The fourth season of the Japanese animated television series Laid-Back Camp is based on the manga series of the same name by Afro. It is animated by FuRyu Pictures, with Pierre Sugiura supervising the series composition and Shin Tosaka directing.

Production on the season began in November 2024. The staff and cast were revealed in March 2026.

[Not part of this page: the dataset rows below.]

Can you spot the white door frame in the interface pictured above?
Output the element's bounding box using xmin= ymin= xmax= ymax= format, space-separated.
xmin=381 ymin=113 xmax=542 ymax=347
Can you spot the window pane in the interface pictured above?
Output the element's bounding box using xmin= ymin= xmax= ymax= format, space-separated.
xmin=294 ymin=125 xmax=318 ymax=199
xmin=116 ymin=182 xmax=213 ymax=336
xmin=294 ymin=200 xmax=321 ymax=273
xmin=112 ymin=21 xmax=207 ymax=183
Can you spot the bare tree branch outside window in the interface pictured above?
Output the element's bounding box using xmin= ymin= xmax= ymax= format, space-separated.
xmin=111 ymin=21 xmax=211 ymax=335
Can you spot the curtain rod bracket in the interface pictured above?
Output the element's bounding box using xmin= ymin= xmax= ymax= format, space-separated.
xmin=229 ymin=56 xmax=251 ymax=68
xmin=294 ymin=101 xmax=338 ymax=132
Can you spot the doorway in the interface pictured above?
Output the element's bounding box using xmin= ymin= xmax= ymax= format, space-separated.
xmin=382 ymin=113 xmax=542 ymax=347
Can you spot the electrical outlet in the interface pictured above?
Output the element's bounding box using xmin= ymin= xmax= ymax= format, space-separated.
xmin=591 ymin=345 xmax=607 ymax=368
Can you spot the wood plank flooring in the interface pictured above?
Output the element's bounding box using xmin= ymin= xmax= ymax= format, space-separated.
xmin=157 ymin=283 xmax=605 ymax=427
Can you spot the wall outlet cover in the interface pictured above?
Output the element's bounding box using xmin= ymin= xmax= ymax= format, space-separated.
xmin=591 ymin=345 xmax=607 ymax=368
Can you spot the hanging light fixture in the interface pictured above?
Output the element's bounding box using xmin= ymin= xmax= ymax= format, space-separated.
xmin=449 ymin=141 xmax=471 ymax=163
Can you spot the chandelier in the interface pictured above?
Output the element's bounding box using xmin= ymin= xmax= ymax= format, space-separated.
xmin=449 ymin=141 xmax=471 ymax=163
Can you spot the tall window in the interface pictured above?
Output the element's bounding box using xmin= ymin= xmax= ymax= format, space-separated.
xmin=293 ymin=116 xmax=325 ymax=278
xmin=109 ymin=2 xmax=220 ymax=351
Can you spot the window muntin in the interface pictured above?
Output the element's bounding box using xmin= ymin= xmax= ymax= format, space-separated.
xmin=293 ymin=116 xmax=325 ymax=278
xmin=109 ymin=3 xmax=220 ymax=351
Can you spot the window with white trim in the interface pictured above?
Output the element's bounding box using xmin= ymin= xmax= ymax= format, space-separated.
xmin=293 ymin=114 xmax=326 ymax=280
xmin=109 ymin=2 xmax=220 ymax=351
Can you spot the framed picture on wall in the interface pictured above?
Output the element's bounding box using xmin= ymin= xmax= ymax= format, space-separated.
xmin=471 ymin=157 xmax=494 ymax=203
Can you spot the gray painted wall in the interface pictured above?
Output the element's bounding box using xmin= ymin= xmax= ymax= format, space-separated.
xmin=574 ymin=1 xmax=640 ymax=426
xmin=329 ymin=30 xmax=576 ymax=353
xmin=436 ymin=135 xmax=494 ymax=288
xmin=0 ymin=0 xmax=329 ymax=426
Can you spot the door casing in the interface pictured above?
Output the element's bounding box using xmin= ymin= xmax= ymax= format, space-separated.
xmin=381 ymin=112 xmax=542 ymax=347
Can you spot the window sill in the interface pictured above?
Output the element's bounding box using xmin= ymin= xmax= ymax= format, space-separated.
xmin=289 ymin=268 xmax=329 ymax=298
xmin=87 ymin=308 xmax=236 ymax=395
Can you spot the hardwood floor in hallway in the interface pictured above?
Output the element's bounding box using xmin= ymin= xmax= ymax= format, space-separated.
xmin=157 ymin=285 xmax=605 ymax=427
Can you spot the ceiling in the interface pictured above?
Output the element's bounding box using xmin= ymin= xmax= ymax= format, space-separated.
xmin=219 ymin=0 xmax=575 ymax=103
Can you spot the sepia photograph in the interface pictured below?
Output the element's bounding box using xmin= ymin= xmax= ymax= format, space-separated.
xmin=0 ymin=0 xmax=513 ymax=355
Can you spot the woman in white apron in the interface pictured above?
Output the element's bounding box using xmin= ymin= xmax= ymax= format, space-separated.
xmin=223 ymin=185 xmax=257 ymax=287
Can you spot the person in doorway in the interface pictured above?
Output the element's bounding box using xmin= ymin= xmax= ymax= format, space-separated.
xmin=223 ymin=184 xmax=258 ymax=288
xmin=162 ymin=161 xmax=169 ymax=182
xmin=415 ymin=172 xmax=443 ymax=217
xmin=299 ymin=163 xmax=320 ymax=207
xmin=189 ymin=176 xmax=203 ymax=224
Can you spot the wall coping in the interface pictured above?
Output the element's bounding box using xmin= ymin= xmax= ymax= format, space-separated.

The fourth season is set to premiere in 2027.

== Production ==
=== Development ===
In November 2024, the anime adaptation of the manga series Laid-Back Camp by Afro was renewed for a fourth season. Afro confirmed that the season would highlight the characters Ema Mizunami and Mei Nakatsugawa, who made a few appearances in the third season; they were voiced by Maria Sashide and Kokoa Amano, respectively. In March 2026, Shin Tosaka returned to direct the season at FuRyu Pictures, replacing Eight Bit from the previous season as the animation studio, and Pierre Sugiura confirmed to be handling the series composition. Additionally, Ryūta Ura replaced Hisanori Hashimoto from the previous season as the character designer. By June 2026, voice recording was completed up to the third episode.

=== Casting ===
In March 2026, several voice cast from the previous season were set to reprise their roles, namely Yumiri Hanamori as Nadeshiko Kagamihara, Nao Tōyama as Rin Shima, Sayuri Hara as Chiaki Ōgaki, Aki Toyosaki as Aoi Inuyama, Rie Takahashi as Ena Saitō, Tomoyo Kurosawa as Ayano Toki, Sashide as Ema, Amano as Mei, and Akio Otsuka as the narrator.

=== Music ===
In March 2026, Akiyuki Tateyama confirmed to be returning to compose the fourth season of Laid-Back Camp, after previously doing so on the previous three seasons of the series. That month, Asaka and Eri Sasaki were set to perform the opening and ending theme songs, respectively, as well as the Japanese music unit Kiminone performing the series theme.

== Marketing ==
The teaser trailer and visual for the fourth season of Laid-Back Camp were released in March 2026.

== Release ==
The fourth season of Laid-Back Camp is set to broadcast in Japan in 2027.